Indefeasibility: The Fight for the Vanishing Land Title

In the quiet mukim of Batu, a parcel of land once stood as a widow’s last remaining legacy. Wong Har was not a rich woman—just someone who had held on to her little piece of Kuala Lumpur since 1975, when she bought it from a man named Yeap for RM55,000.

For decades, she paid her taxes, kept her receipts, and let time trickle past. Eventually, she passed on. Then one day, her children—now her beneficiaries—noticed something disturbing.

A letter never came.

Instead, the City Hall’s records showed that her mailing address had been changed… not by her, but by someone else. A signature, allegedly hers, sat on a change-of-address form. But it was not hers. The form, like the scheme behind it, was a forgery.

So began a tale worthy of Kafka.


The Shadow Moves

Unbeknownst to Wong Har, someone named Chia Moy had filed a legal claim against her, pretending to act for a woman called Lim Moy, who claimed that she was the true owner of the land.

How could that be?

Chia Moy spun a story: decades ago, Lim Moy had borrowed RM30,000 from Wong Har and used the land as collateral. The land, said Chia Moy, had always belonged to Lim Moy. But now, after over 30 years, she “suddenly remembered” to reclaim it.

None of this made sense. There was no registered interest. No caveat. No documents. Yet the court—unaware of the forgery and deception—granted a judgment in default, as Wong Har never appeared in court (because she was never notified).

With that judgment in hand, Chia Moy approached the Land Office and got the land transferred into Lim Moy’s name.

The trap had been sprung.


The Fast Hand of Profit

Within weeks, the land was sold to a company called Paragon for RM15 million, cash. But Paragon was a shell—barely a month old, run by two young men, with no money in its accounts and no loans taken to finance the purchase.

It didn’t matter. The land was then quickly resold to another company—Setiakon Engineering—for RM17 million.

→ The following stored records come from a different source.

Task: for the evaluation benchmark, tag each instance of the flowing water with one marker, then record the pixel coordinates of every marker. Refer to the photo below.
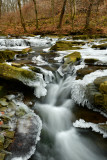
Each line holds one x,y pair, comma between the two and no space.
61,139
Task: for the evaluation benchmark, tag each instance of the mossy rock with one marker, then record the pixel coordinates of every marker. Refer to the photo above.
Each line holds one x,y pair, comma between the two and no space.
100,80
103,127
9,54
2,156
101,46
3,109
6,55
5,118
103,87
7,142
66,45
101,100
1,141
9,134
85,37
20,112
90,60
87,70
2,91
72,58
3,102
13,73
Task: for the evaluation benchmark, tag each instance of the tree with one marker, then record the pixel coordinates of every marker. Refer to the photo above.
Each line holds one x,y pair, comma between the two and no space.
0,7
52,6
88,15
73,11
36,13
62,14
21,16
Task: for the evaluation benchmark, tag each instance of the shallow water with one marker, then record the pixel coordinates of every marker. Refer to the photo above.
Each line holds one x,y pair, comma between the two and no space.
60,139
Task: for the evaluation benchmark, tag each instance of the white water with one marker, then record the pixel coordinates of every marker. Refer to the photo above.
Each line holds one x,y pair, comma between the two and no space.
62,140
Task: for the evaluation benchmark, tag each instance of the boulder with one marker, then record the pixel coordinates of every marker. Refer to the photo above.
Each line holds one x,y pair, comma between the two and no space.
13,73
9,54
72,58
101,46
66,45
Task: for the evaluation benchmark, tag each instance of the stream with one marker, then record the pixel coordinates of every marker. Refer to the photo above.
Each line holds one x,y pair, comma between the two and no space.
69,131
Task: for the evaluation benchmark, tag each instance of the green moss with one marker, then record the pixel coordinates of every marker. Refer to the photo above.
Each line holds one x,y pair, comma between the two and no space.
103,87
14,73
85,37
9,55
72,58
66,45
2,156
101,46
9,134
103,127
90,60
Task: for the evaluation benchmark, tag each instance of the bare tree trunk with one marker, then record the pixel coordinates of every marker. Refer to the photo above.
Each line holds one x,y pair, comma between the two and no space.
36,13
73,11
0,7
21,16
88,16
62,14
52,6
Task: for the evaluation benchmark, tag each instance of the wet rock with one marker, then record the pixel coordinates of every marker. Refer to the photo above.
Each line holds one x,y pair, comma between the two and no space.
66,45
8,141
72,58
87,70
13,73
3,102
90,60
101,46
9,54
2,156
103,127
85,37
20,112
1,141
9,134
2,91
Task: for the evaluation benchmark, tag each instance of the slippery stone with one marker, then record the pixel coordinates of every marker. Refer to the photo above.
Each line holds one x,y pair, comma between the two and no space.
72,58
100,46
66,45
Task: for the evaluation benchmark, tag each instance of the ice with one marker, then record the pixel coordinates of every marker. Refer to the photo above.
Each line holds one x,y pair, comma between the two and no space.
48,75
38,60
78,87
82,124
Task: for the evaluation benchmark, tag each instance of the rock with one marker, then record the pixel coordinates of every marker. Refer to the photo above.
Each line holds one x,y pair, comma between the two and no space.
3,109
87,70
13,73
103,87
17,65
9,134
90,60
103,127
72,58
9,54
3,102
84,37
8,141
2,156
66,45
100,80
2,91
101,46
20,112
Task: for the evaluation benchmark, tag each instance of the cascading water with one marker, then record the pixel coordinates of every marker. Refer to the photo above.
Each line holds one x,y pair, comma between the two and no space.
62,135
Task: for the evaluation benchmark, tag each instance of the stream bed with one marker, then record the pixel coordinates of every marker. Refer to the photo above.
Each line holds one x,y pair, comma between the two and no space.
70,123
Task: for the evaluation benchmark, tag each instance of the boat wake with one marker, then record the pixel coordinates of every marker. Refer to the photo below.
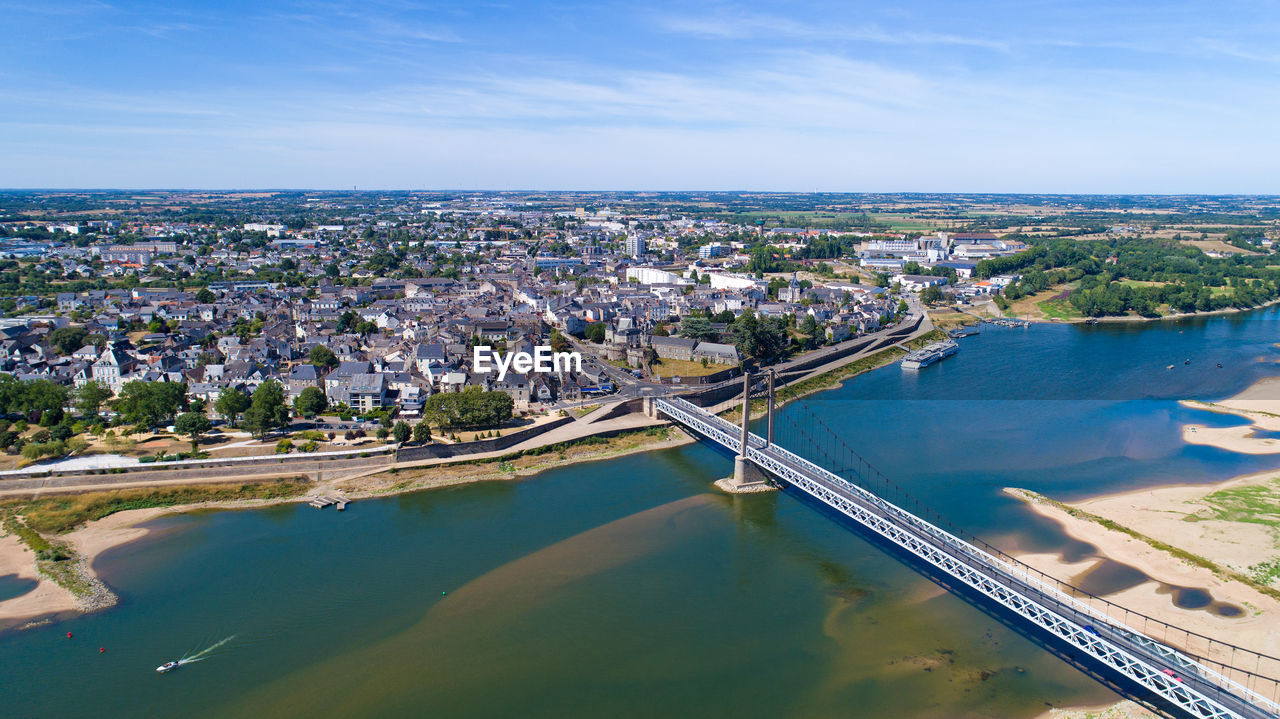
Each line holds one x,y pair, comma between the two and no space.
205,653
192,658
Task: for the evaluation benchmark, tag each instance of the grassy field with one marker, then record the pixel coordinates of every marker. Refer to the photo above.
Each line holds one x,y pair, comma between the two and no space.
684,369
1057,308
63,513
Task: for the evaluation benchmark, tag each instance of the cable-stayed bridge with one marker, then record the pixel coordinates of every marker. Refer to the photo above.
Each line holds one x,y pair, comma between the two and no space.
1179,673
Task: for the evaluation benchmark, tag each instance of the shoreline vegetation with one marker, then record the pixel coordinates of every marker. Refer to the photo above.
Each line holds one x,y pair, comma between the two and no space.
55,539
110,516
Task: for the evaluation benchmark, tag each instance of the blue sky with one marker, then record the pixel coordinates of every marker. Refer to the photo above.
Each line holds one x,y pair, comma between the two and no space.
976,96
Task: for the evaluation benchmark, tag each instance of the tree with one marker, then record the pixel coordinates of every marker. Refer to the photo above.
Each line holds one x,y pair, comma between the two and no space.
67,339
696,328
192,424
558,342
266,410
150,403
323,357
421,433
402,433
91,397
469,408
809,325
231,403
311,401
762,338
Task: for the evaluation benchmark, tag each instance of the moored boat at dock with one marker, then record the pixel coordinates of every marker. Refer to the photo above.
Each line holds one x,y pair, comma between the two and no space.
929,355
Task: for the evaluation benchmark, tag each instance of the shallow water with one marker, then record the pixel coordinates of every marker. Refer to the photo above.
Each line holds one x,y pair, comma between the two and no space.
627,587
13,585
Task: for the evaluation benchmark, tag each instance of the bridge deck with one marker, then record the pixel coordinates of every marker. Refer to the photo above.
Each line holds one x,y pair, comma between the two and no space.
1179,678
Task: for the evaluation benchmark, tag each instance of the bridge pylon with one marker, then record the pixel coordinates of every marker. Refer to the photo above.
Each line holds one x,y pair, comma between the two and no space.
746,476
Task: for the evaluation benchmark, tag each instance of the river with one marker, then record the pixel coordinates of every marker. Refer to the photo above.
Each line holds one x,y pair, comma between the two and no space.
630,587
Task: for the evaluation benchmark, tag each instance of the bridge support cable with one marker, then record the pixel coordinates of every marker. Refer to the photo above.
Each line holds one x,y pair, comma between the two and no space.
1185,683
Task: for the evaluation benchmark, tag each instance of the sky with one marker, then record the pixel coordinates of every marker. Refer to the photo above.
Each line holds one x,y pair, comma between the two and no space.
836,96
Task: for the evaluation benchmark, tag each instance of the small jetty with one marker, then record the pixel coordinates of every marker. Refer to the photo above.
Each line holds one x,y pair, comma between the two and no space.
325,500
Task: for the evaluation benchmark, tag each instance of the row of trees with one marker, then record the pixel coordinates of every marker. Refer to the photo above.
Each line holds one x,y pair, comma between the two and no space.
472,407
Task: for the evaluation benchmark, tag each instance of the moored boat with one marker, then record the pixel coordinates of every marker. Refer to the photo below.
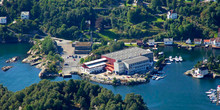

And just like that, the title was transferred.

On paper, Setiakon was now the owner of a valuable tract of land. But in truth, they stood atop a house of cards built on forgery and fraud.


The Long Climb Back

Wong Har died in 2017, aged 90. Her children, as executors of her estate, dug up the history.

They applied to set aside the original judgment in default. The court agreed: the service had been defective, the documents dubious, the OS never properly served. The judgment that had allowed the land transfer was wiped clean.

And then the court did more.

It declared that everything done based on that fraudulent judgment—the transfer to Lim Moy, the sale to Paragon, and the resale to Setiakon—was void ab initio. Null from the very beginning. Like shadows in the sun.


The Law Speaks

Setiakon fought back. Their argument? They were innocent. They had paid good money. They had no idea about the fraud. Surely, their title was protected under Malaysia’s National Land Code, specifically section 340(3).

But the Federal Court, in a majority decision, disagreed.

The key issue was good faith. The court said: yes, registration confers title—but not necessarily indefeasibility. The shield of section 340(3) only protects bona fide purchasers for value without notice of fraud. And good faith must be proven, not presumed.

Here’s what the court saw:

  • Paragon had no financial capacity to buy the land, yet claimed to have paid RM15 million in cash.
  • The transaction moved suspiciously fast.
  • No independent valuation was done.
  • Documents and resolutions were missing or not disclosed.
  • The earnest deposit was paid before any land search.

To the court, it all stank.

Setiakon had taken comfort in the conclusiveness of the land register (under section 89 of the NLC), but failed to ask the right questions. They closed their eyes, when the law demanded they look.

Thus, the court ruled: the title was defeasible. And the land must return to the heirs of Wong Har.


🎓 Legal Reflections: A Lesson in Indefeasibility

The Setiakon case is a sobering reminder for lawyers, buyers, and land professionals. In Malaysia, while registration under section 89 of the National Land Code gives rise to a presumption of title, this presumption is not absolute.

Indefeasibility—under section 340—can be defeated where:

  • There is fraud or forgery in obtaining the title (s 340(2)),
  • Or where the purchaser is not bona fide or fails to give valuable consideration (s 340(3)).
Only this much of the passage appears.